Российский антивоенный
журнал
Инна КУЛИШОВА
ИННА ГРИГОРЬЕВНА КУЛИШОВА – поэт, переводчик, филолог.
Родилась 21 марта 1969 года в г. Тбилиси. Окончила филологический факультет Тбилисского государственного университета им. И. Джавахишвили, там же защитила диссертацию по поэзии Иосифа Бродского (1998).
Публиковала стихи, эссе, статьи и переводы в поэтических антологиях, сборниках и периодических изданиях России, Грузии, США, Израиля, Украины, Англии, Польши и т.д.

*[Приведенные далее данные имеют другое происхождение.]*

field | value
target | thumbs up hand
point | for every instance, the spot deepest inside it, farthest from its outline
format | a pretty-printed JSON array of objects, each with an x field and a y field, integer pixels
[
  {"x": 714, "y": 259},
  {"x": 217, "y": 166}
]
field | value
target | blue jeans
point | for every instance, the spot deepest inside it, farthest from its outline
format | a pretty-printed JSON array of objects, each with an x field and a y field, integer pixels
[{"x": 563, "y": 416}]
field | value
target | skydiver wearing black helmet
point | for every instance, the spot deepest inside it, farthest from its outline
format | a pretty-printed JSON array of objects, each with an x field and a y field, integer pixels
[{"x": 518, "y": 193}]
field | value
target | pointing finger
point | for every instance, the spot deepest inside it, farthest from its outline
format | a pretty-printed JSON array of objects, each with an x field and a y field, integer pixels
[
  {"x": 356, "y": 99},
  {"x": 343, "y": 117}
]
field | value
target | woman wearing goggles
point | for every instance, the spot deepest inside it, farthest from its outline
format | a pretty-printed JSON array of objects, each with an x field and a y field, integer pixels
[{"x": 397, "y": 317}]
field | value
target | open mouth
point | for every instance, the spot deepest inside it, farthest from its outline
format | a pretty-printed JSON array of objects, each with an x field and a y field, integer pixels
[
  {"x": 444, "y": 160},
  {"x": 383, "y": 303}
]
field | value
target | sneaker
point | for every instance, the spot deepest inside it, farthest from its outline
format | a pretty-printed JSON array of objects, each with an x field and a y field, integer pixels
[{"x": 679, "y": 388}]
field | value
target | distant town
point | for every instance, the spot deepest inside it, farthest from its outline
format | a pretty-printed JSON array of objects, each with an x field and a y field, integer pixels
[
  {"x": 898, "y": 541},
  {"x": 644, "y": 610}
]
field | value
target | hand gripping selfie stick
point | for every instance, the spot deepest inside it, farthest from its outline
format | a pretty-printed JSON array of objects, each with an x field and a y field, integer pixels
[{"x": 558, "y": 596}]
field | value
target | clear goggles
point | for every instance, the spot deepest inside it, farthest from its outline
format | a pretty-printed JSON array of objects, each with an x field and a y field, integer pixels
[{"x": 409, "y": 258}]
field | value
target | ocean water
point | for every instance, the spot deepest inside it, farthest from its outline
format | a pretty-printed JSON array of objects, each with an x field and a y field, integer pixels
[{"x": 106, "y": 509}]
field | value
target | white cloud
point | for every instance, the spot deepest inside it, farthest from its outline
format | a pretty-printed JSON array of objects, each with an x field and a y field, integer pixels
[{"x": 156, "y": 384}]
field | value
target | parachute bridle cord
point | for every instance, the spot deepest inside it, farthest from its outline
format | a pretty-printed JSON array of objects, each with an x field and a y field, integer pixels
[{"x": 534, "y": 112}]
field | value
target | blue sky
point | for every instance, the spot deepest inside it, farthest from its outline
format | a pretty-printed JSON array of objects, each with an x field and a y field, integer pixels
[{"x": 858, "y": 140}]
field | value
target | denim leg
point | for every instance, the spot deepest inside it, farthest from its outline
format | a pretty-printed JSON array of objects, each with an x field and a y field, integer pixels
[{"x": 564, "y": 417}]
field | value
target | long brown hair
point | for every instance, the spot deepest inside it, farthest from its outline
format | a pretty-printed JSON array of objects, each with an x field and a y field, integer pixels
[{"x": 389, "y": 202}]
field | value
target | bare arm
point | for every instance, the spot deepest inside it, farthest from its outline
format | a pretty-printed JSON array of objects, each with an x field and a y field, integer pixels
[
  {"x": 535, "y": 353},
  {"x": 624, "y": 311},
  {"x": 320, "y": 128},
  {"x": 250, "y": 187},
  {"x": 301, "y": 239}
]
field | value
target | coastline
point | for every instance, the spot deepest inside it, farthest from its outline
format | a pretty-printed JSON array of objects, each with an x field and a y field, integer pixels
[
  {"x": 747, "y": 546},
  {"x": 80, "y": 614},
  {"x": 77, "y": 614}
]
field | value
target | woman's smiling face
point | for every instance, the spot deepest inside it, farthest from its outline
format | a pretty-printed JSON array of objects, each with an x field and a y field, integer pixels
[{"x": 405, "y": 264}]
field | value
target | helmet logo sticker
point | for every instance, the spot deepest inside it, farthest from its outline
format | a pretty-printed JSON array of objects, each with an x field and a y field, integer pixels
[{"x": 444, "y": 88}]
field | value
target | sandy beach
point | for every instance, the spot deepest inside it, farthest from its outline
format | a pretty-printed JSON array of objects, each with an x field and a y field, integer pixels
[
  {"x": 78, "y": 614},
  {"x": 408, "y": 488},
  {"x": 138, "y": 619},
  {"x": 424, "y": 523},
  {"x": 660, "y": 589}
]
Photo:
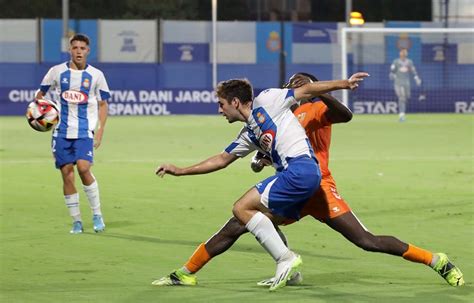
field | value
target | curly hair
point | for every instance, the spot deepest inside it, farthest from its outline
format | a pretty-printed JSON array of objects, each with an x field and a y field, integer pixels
[{"x": 235, "y": 88}]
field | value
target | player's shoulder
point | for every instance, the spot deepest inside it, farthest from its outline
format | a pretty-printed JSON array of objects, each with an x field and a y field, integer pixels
[
  {"x": 272, "y": 94},
  {"x": 93, "y": 69}
]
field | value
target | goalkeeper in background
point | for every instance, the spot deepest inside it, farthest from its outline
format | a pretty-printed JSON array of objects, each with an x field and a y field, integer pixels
[{"x": 400, "y": 71}]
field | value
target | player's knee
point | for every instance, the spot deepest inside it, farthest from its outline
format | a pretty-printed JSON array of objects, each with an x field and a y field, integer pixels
[
  {"x": 83, "y": 170},
  {"x": 234, "y": 228},
  {"x": 367, "y": 242}
]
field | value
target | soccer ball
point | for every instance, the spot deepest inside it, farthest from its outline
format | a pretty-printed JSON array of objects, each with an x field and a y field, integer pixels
[{"x": 42, "y": 115}]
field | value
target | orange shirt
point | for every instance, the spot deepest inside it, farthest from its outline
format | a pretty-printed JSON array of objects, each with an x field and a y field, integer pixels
[{"x": 318, "y": 129}]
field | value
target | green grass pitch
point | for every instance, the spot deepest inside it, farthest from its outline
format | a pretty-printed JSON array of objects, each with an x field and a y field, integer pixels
[{"x": 413, "y": 180}]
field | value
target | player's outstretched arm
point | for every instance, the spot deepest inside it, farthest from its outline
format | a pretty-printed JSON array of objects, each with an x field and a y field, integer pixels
[
  {"x": 209, "y": 165},
  {"x": 103, "y": 112},
  {"x": 315, "y": 89}
]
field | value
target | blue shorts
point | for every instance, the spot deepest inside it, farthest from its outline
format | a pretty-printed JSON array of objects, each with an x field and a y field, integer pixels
[
  {"x": 286, "y": 193},
  {"x": 68, "y": 151}
]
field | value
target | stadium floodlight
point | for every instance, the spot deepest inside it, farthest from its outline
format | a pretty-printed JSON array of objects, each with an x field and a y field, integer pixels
[
  {"x": 356, "y": 19},
  {"x": 442, "y": 56}
]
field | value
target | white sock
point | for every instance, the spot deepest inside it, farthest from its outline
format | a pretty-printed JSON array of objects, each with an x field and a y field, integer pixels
[
  {"x": 72, "y": 203},
  {"x": 92, "y": 193},
  {"x": 265, "y": 233}
]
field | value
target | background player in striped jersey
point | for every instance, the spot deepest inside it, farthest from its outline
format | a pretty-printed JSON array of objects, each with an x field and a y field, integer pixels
[
  {"x": 81, "y": 92},
  {"x": 326, "y": 205},
  {"x": 400, "y": 72},
  {"x": 270, "y": 127}
]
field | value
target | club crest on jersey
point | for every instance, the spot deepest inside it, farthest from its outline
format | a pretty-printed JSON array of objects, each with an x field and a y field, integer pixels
[
  {"x": 301, "y": 117},
  {"x": 86, "y": 83},
  {"x": 260, "y": 118},
  {"x": 73, "y": 96}
]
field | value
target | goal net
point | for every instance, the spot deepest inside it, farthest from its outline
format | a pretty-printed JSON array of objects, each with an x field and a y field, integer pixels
[{"x": 411, "y": 69}]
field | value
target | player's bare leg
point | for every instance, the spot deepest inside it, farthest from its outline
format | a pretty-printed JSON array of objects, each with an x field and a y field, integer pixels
[
  {"x": 351, "y": 228},
  {"x": 216, "y": 245},
  {"x": 71, "y": 197},
  {"x": 250, "y": 211},
  {"x": 91, "y": 189}
]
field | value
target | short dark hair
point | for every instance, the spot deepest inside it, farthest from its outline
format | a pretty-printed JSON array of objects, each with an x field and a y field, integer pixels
[
  {"x": 240, "y": 88},
  {"x": 79, "y": 37},
  {"x": 289, "y": 84}
]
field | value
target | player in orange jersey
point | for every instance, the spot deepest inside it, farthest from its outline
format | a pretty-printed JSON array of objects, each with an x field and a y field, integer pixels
[{"x": 326, "y": 205}]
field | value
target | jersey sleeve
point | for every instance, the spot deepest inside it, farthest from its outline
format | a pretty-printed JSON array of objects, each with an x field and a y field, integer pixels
[
  {"x": 102, "y": 88},
  {"x": 320, "y": 114},
  {"x": 242, "y": 145},
  {"x": 48, "y": 81}
]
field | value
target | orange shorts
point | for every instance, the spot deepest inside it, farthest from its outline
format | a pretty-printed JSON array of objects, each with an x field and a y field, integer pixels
[{"x": 325, "y": 204}]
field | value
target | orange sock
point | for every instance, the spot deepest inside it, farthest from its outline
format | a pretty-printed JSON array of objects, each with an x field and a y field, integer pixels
[
  {"x": 419, "y": 255},
  {"x": 199, "y": 258}
]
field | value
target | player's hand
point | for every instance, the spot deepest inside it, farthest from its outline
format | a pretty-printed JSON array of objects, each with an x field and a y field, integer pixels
[
  {"x": 98, "y": 139},
  {"x": 355, "y": 79},
  {"x": 164, "y": 169},
  {"x": 259, "y": 161}
]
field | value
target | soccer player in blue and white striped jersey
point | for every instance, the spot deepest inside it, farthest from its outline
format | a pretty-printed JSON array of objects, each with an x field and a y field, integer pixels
[
  {"x": 81, "y": 92},
  {"x": 271, "y": 128}
]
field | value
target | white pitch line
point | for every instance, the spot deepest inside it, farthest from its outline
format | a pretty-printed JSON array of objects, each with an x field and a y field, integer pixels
[{"x": 192, "y": 160}]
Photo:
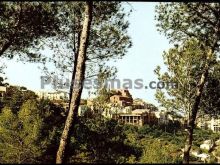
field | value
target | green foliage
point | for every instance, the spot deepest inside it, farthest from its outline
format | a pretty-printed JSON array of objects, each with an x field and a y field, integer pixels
[
  {"x": 157, "y": 151},
  {"x": 108, "y": 39},
  {"x": 105, "y": 143},
  {"x": 14, "y": 97},
  {"x": 185, "y": 65},
  {"x": 20, "y": 139}
]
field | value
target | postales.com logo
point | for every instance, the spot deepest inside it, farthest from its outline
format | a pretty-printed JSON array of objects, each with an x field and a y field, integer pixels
[{"x": 58, "y": 83}]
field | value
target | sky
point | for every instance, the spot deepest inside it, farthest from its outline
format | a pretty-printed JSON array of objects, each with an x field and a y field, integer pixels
[{"x": 138, "y": 63}]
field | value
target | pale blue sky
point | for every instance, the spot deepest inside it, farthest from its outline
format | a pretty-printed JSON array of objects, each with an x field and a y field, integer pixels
[{"x": 139, "y": 62}]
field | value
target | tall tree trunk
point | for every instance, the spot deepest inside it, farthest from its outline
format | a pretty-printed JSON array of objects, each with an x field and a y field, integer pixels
[
  {"x": 79, "y": 77},
  {"x": 192, "y": 117}
]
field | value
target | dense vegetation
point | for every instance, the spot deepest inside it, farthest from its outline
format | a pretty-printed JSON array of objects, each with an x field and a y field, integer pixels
[{"x": 30, "y": 133}]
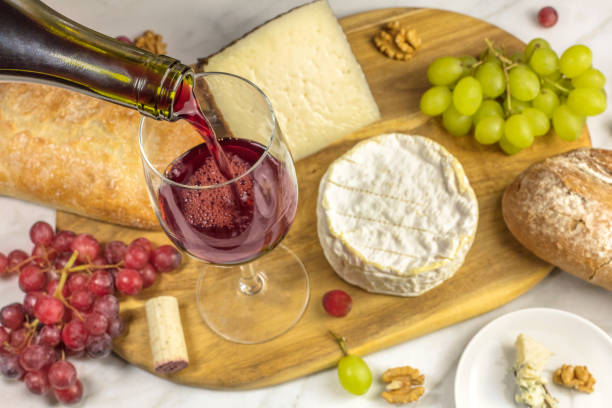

Автор книг стихотворений: «На окраине слова» (Тель-Авив, 2000) и «Фрески на воздухе» (Москва, 2014). Составитель «Антологии грузинской поэзии на русском языке (X-XXI вв.)».
Живёт в Тбилиси.
«Инна Кулишова – поэт страдающий, мятущийся, нелегкий для чтения. Однако ее поединок с миром – талантлив, ей есть чем обогатить взыскательного читателя».
Бахыт Кенжеев
* * *
На тебя глядит глазами ясными
глазами мутными
в инвалидном кресле
с альцгеймерской улыбкой
бесподобным прошлым
безработным будущим
безупречным настоящим
попираемым криками и упреками
молчаливым как космос
в пропахшем прогнившем разваленном
роскошном украшенном пальмами и
цветами с мозаичным полом доме
престарелых.
На тебя глядит глазами смелыми
глазами робкими
голодающий в робе выпачканной
с лишь невинным свойственной
выносливостью
и виновными присвоенным
наплевательством
за решеткой
хранящей звуки
расстрелов.
На тебя глядит глазами чистыми
глазами огромными
ждет не шелохнется
чье доверие и терпение превышают
допустимые нормы
снизу вверх с незаметностью
нелюбимостью беспросветной
бездомностью
с готовностью подойти или
убежать
если пнешь ногой комок
шерсти.
На тебя глядит глазами меткими
глазами мелкими
крохи высматривая капли
выглядывая под крылья
себе залезая
песню обращая
в глас не сравнимый с голосом
с провода
электрического.
На тебя глядит глазами нездешними
глазами улетающими
брошенное в праздничный костер тельце
туловище проткнутое ножом накануне
стола переполненного гостями
ударенное током
подцепленное крючком
пробитое пулей
раздавленное колесом.
Глядит глазами невидящими
неназванный сиреневый цветок
у трассы
над которым занесена подошва
или рука срывающая.
Глядит глазами зелеными
тонкий саженец
в неправильном месте родившийся
трепещущий от внимательного ветра
корнями подрагивающий от
звука пилы.
Глядит глазами невыросшими
случайное растение поднявшееся
из грязи на углу брезентовой крыши
и травинка нашедшая щель
в асфальте
к которым приближается небережная
рука нога каток.
(Перечень населенных и не
населенных пунктов.)
Твой Христос
глядит на тебя.
И никто не помогает.
* * *
Это Бог, имя Которого Нет?
Да?
Я тут стучалась много лет,
искала ключи и камни,
обрящила много ед
вместо еба насущного.
Ко мне
никто не подходил, пока
я болела в кровати, считая облака
овец, запутанных во кустах?
Грузчика
не вызывал никто —
лямку тянуть и вытянуть, гири
грамм или тонн
на сто
меньше и больше, чем думала, или
просто помочь молчать?
К тем, за кого так
просила, кого больше, чем, и
готова вместо, или отдать
меньше и больше, чем думала... Чини
дальше препятствия и поломки, гладь-
голаядь, но к тем кто приходил?!
Кто?! Отроду заведен
червяк-ошибкофил.
Выедающий каждый шаг.
Шах и швах
ставящий, как иглу. Сесть
на нее и не слезть. Дальше мата
не уйти никому.
Это и есть никогдато,
вымахавшее в Не... Му-
чай, молчи, продолжай, я здесь.
два голых тела во тьме
или это дым
плетет свои днк
не подходи ко мне
неиспокроведим
клетка не так легка
— Да.
* * *
Все падают вокруг. Сирены бьют.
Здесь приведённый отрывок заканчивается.